No story ever has impressed me as profoundly as Hans Christian Andersen’s, The Little Match Girl. One time, while I was reading this story to my three youngest children who, at the time, were 6, 4.5, and 3, I sobbed so convulsively that I had to hand the book over to my six-year-old to finish reading.
It didn’t occur to me until years later why that story has always affected me so profoundly. Here was a little girl just trying to live, doing her best every single day just to make it to the end of one day and into the next. No matter how hard she tried, though, no matter how many hours she devoted to the task of selling those matches so she could stay alive, she never did enough. It just was never enough.
On that particular day, after raising my children with absolutely no support whatsoever (child support wouldn’t kick in until several months later when the judge ordered it), I was the only one financially responsible to care for my children.
The mid-80s hit us hard and living off $100 a week proved to be impossible. But I kept lighting those matches and lighting those matches and lighting those matches…never giving up, even when my fingers became scorched with pain.
Along with The Little Match Girl, another story touches my soul deeply. My all-time-favorite movie, the movie that will forever remain my favorite movie, is the movie entitled, It’s a Wonderful Life.
I know exactly why this movie is my favorite. The writing world, the world in which I felt I belonged, seemed always to be somewhere other than in my world. No matter how hard I tried to get into that world (pre-Internet), I couldn’t. I didn’t have an agent, I didn’t have anything published, and I didn’t belong to the Writer’s Guild. Roadblocks appeared with every step I took.
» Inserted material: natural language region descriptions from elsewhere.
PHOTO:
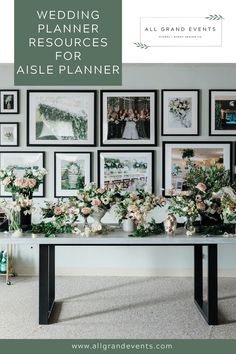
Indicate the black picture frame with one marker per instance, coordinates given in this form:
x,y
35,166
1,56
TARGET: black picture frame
x,y
43,166
15,109
17,134
54,142
197,113
56,153
152,127
188,144
129,153
212,125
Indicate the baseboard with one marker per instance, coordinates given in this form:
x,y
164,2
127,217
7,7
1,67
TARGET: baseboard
x,y
157,272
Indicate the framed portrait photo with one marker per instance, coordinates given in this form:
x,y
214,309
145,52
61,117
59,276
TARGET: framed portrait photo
x,y
72,171
9,134
20,161
180,112
130,170
176,156
9,101
222,112
128,118
61,118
Like Jimmy Stewart’s character, George, every attempt I made toward reaching my goal was thwarted by one event after another after another. If I set aside a time to write, a child needed my attention or an unforeseen event occurred that forced me to push aside my dream so that I could attend to more immediate matters. And with children, illness and unexpected circumstances are numerous and consistent.
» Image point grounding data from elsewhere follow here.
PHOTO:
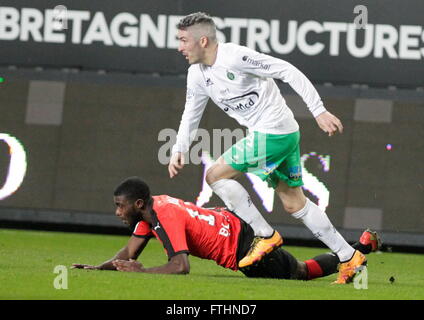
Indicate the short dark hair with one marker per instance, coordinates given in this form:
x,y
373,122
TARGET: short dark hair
x,y
195,18
134,188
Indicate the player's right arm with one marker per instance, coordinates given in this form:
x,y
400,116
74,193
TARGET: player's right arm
x,y
131,251
196,100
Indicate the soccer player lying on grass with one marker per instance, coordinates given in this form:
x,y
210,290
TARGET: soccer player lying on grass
x,y
216,234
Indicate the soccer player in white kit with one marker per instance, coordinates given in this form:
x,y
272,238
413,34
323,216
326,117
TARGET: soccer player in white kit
x,y
240,81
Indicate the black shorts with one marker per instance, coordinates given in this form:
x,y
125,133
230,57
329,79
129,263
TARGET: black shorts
x,y
278,264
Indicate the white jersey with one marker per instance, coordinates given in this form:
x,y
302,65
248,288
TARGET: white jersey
x,y
241,83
Years later, I still can’t seem to break down the barriers that prevent me from making the kind of money that would allow me to support myself without financial aid from various sources. Whether it’s asthma attacks, cancer, back pain, caring for children, or just my own distracted brain – something prevents me from devoting my time to writing.
And yet, like the scene in It’s a Wonderful Life, where George is standing in front of his Christmas tree before all of his friends and family, exhilarated as they show their support for him, I know I am already successful – for so many reasons.
I always wanted children and I was blessed with an abundance of them in the form of children, grandchildren, and great-grandchildren. I also understand that success isn’t measured by how many people have read my work, but by how many people need me and love me.
More than that, the true measure of success – for me – is how many people I love and support. And they are many.
I will always choke up when I read The Little Match Girl and when I watch It’s A Wonderful Life. And I will always work toward my goal no matter how old I become. Until they write on my headstone (even though I will be cremated), “She finally gave up” – I will never give up, and I hope, that in some way, my words will live beyond my life.
So what movies tug at your heart? What stories impact you? Pay attention to the way you respond to them. You might learn something about yourself that will explain your actions and thoughts.